TRIBUNNEWS.COM - Serangan pengeboman dan pembakaran melanda wilayah Provinsi Pattani, Narathiwat dan Yala di Thailand pada Selasa (16/8/2022) malam.
Wilayah paling selatan Thailand itu selama hampir dua dekade telah menjadi tempat pemberontakan separatis Muslim yang aktif.
Sedikitnya 17 serangan terjadi dalam semalam, sebagian besar di toko serba ada dan pompa bensin, kata juru bicara militer Pramote Promin.
Tidak ada klaim tanggung jawab atas serangan yang menyebabkan tiga warga sipil terluka itu.
Namun menurut Pramote, para penyerang berdandan seperti wanita.

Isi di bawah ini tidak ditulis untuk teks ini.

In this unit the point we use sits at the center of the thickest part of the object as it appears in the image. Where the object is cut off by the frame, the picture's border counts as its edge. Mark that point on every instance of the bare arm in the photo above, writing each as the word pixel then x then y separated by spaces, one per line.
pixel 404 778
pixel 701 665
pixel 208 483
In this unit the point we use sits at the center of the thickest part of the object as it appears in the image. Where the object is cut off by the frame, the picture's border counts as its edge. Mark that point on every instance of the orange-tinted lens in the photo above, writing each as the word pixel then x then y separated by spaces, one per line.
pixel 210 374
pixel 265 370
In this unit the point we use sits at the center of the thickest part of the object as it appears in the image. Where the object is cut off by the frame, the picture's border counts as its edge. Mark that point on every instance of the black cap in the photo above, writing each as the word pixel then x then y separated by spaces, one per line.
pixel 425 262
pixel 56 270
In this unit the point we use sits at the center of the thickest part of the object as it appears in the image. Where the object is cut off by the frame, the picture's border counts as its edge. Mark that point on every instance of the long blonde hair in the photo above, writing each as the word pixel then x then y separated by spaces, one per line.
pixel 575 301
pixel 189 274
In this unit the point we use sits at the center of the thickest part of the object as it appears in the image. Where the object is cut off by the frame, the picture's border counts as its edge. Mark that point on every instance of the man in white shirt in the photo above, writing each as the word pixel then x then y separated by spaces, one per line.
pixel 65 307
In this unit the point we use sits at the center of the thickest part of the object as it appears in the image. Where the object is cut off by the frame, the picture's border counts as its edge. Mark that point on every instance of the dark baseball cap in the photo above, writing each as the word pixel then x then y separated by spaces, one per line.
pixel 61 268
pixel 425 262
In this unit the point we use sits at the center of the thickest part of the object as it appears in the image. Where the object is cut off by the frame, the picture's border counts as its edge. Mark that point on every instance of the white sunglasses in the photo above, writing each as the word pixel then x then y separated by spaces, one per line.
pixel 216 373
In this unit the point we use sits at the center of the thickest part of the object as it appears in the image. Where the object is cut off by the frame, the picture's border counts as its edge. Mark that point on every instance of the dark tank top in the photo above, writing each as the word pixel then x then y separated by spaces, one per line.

Para penyerang mengendarai sepeda motor saat beraksi dan diduga menggunakan bom bensin yang dilempar ke lokasi sasaran.
Baca juga: Rentetan Ledakan Guncang Thailand, Polisi Sempat Terima Laporan Beberapa Menit Sebelum Kejadian
"Jelas bahwa para pemberontak tetap berkomitmen untuk menggunakan kekerasan terhadap orang-orang, merusak kepercayaan terhadap ekonomi, menciptakan ketidakpastian dan merusak sistem pemerintahan," kata Pramote sebagaimana dikutip AP News.
Kapten Polisi Sarayuth Kotchawong mengatakan dia menerima laporan sesaat sebelum tengah malam bahwa seorang tersangka telah memasuki toko serba ada di sebuah pompa bensin di distrik Yaha Yala.
Tersangka meletakkan tas hitam di dalam toko itu dan memperingatkan karyawan untuk pergi jika mereka "tidak ingin mati".
Para pekerja pergi sebelum tas itu meledak 10 menit kemudian.
Berbagai kelompok pemberontak selatan belum mengeluarkan tuntutan konsensus.
Mereka adalah campuran bayangan dari separatis veteran dan sering kali dipimpin oleh kelompok militan muda yang kejam.
Tujuan mereka berkisar dari otonomi yang lebih besar hingga kemerdekaan, dengan sedikit indikasi bahwa mereka terkait dengan gerakan jihad di negara-negara Asia Tenggara lainnya, seperti Indonesia dan Filipina.
Pembicaraan damai telah berlangsung selama beberapa tahun di bawah naungan pemerintah Malaysia antara pejabat Thailand dan Mara Patani, sebuah badan payung yang mewakili beberapa kelompok pemberontak.